Revolusi Mental di Sektor Lingkungan Hidup dan Kehutanan
jpnn.com - DENGAN ancaman global perubahan iklim, kini semua pihak diajak mengambil peran untuk menyelamatkan hutan dan lingkungan. Karena ancaman terhadap lingkungan, sudah dirasakan masyarakat dalam kehidupan sehari-hari. Seperti seringnya terjadi bencana longsor, banjir dan lainnya.
Jika sebelumnya isu lingkungan hanya pada lingkup tekhnis seperti pencemaran dan laboratorium, maka kini persoalan lingkungan hidup dan kehutanan sudah lebih luas.
Terlebih lagi dengan adanya Nawacita, penyatuan dua Kementerian menjadi LHK, keberpihakan pada masyarakat desa hutan, keputusan Paris Agreement serta belajar dari kejadian Kebakaran Hutan dan Lahan tahun 2015.
''Diperlukan revolusi mental, karena persoalan lingkungan berhulu pada perilaku,'' kata Menteri LHK, Siti Nurbaya.
Menurutnya ada tiga tipe perilaku terhadap subyek lingkungan. Pertama, tidak mau memperhatikan. Kedua, hanya ikut-ikutan. Ketiga, voluntary atau menjadi pelaku advanced.
Karena itu LHK kini melakukan revolusi mental secara menyeluruh. Kinerja utamanya harus bisa terlihat pada 551 kawasan konservasi, 60 Kesatuan Pengelolaan Hutan Lindung (KPHL), dan 120 Kesatuan Pengelolaan Hutan Produksi (KPHP).
Untuk itu diperlukan kepastian dan penegakan hukum. Kegiatan prioritasnya bertujuan menghasilkan penegakan hukum yang berkualitas. Sementara di bidang kesehatan, berbagai kawasan di atas harus bisa dilindungi dari ancaman kebakaran, yang bisa berpengaruh pada kesehatan masyarakat.

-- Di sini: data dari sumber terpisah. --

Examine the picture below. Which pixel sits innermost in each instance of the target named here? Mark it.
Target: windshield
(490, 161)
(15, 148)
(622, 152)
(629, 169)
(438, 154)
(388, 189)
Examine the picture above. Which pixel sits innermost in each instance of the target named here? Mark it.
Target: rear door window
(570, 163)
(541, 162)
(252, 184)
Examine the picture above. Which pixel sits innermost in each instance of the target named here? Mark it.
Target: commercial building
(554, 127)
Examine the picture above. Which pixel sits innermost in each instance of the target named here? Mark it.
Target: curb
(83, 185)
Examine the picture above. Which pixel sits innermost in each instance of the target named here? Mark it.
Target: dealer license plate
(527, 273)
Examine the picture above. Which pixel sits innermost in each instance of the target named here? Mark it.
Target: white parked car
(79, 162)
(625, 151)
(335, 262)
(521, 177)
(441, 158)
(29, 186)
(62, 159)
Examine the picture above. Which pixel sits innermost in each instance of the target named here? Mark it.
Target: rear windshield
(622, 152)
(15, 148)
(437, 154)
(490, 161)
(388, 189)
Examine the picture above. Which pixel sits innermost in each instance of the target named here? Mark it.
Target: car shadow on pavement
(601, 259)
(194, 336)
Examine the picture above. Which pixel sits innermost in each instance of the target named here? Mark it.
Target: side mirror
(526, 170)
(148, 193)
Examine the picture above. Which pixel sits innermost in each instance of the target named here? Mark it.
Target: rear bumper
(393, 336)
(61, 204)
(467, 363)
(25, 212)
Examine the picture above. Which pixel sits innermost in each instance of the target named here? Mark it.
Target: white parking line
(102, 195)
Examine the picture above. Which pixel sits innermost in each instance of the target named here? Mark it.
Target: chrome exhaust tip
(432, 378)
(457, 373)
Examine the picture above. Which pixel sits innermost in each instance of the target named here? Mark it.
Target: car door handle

Sementara pada program nasional bidang perumahan dan permukiman, relevansi KLHK akan dilihat dari pembangunan enam Instalasi Pengolahan Air Limbah (IPAL) domestik dan enam IPAL USK di 6 sungai. Selain itu 2.000 ha areal rehabilitasi hutan dan lahan di daerah tangkapan air, sempadan danau di 15 danau prioritas. Serta sempadan sungai di 15 DAS prioritas.